Description of the attraction
The building that houses the Museum of Sacred Art was built between 1537 and 1538 on the foundations of the Roca Inca Palace, one block from Plaza de Armas in Cusco.
During the Inca Empire (in the Quechua language, Tahuantinsuyu - the largest Indian state in South America in the XI-XVI centuries), this place was the Inca Palace of Roca, in which the ruler Hatun Rumiyok and his family lived, as well as the Panaka Indian brotherhood was located there. Now you can see a polygonal block in the central part of the stone wall of the museum building - the famous stone of twelve corners, which the Inca Indians used in the construction of their structures.
The first bishop of Peru, Fray Vicente de Valverde, lived in this royal palace, his diocese stretching from Nicaragua to Tierra del Fuego and from the Pacific Ocean to the Atlantic. Then this building became the property of Pablo Costila and Gallineto, the Marquis of San Juan Buena Vista, whose remains rest in the crypt of the Santo Domingo de Cuzco temple. Later, the building passed into the ownership of the Contreras and Jaraba family, the Marquesses of Rocafuerte, who were the patrons of local artists. In 1948, Monsignor Felipe Santiago Hermoza y Sarmiento, the first archbishop of Cusco, acquired this palace with funds from the diocese.
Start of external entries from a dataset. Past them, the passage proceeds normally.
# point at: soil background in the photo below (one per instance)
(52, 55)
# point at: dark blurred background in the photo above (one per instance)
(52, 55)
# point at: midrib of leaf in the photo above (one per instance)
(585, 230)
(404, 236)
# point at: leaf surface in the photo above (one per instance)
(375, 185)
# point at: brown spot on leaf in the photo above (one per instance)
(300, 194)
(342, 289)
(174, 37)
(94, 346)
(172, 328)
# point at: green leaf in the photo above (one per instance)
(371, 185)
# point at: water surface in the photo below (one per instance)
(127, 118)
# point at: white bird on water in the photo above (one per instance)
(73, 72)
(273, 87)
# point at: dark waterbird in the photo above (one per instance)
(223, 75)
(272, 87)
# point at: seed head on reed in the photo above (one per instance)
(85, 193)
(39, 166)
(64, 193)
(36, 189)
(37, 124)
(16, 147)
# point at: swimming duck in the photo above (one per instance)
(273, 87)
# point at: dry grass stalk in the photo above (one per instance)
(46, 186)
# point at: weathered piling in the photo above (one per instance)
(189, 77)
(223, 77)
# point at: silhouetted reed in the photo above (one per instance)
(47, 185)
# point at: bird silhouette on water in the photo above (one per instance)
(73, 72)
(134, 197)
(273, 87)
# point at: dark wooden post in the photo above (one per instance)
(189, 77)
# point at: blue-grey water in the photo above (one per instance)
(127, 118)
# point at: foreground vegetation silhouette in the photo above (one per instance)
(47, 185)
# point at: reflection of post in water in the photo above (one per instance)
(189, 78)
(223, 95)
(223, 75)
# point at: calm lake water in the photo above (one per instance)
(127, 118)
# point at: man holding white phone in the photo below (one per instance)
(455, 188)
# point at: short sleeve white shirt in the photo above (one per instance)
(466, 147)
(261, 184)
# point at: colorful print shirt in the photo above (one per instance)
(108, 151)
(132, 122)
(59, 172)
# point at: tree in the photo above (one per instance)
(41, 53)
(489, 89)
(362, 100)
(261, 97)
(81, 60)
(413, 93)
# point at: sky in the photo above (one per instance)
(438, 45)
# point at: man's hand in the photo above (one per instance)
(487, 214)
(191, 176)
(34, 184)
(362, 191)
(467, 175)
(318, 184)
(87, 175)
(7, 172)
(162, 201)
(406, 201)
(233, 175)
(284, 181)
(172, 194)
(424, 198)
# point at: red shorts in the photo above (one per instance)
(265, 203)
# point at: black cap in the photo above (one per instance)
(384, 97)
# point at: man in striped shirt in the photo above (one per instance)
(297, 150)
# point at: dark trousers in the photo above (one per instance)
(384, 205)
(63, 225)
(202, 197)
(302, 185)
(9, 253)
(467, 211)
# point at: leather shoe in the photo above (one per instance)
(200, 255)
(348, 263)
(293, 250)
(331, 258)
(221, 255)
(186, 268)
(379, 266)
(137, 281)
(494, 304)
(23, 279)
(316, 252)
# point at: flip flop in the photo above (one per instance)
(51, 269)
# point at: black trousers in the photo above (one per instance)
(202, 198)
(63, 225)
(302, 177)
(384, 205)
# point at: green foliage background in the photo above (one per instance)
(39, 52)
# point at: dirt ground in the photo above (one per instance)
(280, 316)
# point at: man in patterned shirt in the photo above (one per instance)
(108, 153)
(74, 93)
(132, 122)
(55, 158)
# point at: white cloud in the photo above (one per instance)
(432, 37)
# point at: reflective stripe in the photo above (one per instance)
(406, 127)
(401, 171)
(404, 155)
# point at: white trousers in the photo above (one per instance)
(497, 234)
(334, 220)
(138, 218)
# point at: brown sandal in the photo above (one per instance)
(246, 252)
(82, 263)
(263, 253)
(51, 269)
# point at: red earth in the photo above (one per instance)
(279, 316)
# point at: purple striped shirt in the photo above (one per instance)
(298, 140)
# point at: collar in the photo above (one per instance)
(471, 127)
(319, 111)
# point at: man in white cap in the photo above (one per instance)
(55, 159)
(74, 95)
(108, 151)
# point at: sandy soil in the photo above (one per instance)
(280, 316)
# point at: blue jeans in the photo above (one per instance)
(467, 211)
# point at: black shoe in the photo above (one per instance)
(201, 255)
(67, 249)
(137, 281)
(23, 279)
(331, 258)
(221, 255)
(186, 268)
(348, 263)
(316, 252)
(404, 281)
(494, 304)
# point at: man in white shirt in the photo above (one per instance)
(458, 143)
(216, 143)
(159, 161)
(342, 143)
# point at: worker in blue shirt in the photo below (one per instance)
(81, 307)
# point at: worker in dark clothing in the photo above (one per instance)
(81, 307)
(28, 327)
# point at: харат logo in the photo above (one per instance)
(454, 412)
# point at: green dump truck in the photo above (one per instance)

In 1957, after reconstruction, this building became the Palace of the Archbishop of Cuzco, Monsignor Carlos Maria Jurgens.
In 1966, Monsignor Ricardo Durand Flores, Archbishop of Cuzco, took the first steps to transform the palace into a museum of religious art, which was opened in 1969 with the support of Don José Orihuela Jabar. The Jose Orihuela Jabar Foundation donated 169 paintings and an ivory collection, crucifixes, furniture and images of high artistic value to the museum. Also donated was a gilded baroque altar that was installed in the chapel of the archbishop's palace.
The collection of the museum mainly consists of paintings of the religious art of the Cusco school. You can also appreciate the classic architecture of the colonial era of the building itself, walk through its courtyard, surrounded by arcades and decorated with mosaic tiles brought from Seville. In the halls of the museum you can see the works of Juan Marcos Zapata and other masters of painting of the colonial era, as well as paintings by the local artist Diego Quispe Tito. It is worth taking some time to explore the chapel, decorated in various styles, and the halls of the palace with amazing carpeting.